Australian Navy Indian Ocean seized 353 kilograms of heroin worth more than 700 million Australian dollars

Australian Navy Indian Ocean seized 353 kilograms of heroin worth more than 700 million Australian dollars

The speedboat of the Melbourne frigate intercepted the suspicious vessel and the Navy personnel seized more than 300 kilograms of heroin after boarding the ship.

BEIJING, Feb. 9 (Xinhuanet) — According to Singapore‚Äôs Lianhe Zaobao on the 9th, the Australian Navy seized and destroyed 353 kilograms of heroin when it performed its mission outside Tanzania, with an estimated market value of more than 700 million Australian dollars. About RMB 3.8 billion). The authorities believe that terrorist organizations smuggle these drugs and use the proceeds to finance terrorism.

The Royal Australian Navy’s HMAS Melbourne frigate is currently carrying out its mission to combat terrorism and promote peace and security in the Middle East and the Indian Ocean.

On Wednesday, the navy of the frigate boarded a ship for inspection and found a suspicious item. The test results showed that the items showed a positive heroin response.
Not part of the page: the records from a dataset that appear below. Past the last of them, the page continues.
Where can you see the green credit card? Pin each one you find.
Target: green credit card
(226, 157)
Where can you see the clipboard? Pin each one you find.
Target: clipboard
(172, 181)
The naval personnel destroyed all the drugs afterwards.

Australian Brigadier General Bates said the move was a heavy blow to terrorist network funding activities.

Bates said in the statement: “The action of Melbourne once again shows how strong Australia’s commitment is to the Indian Ocean region and to combat international terrorism and violent extremism. ”

The statement also said: “During the action with the joint forces at sea, Melbourne successfully stopped the pirate attack and successfully launched a drug seizure operation four times, winning 23.8 kilograms of ice and this time. 353 kilograms of heroin … … in action, which has struck a network of terrorist organizations that depend on the income of smuggled drugs to make a living. & rdquo;

The Joint Maritime Force is a multinational naval cooperation system whose purpose is to maintain the security, stability and prosperity of international waters in the Middle East and Indian Ocean regions where piracy is rampant.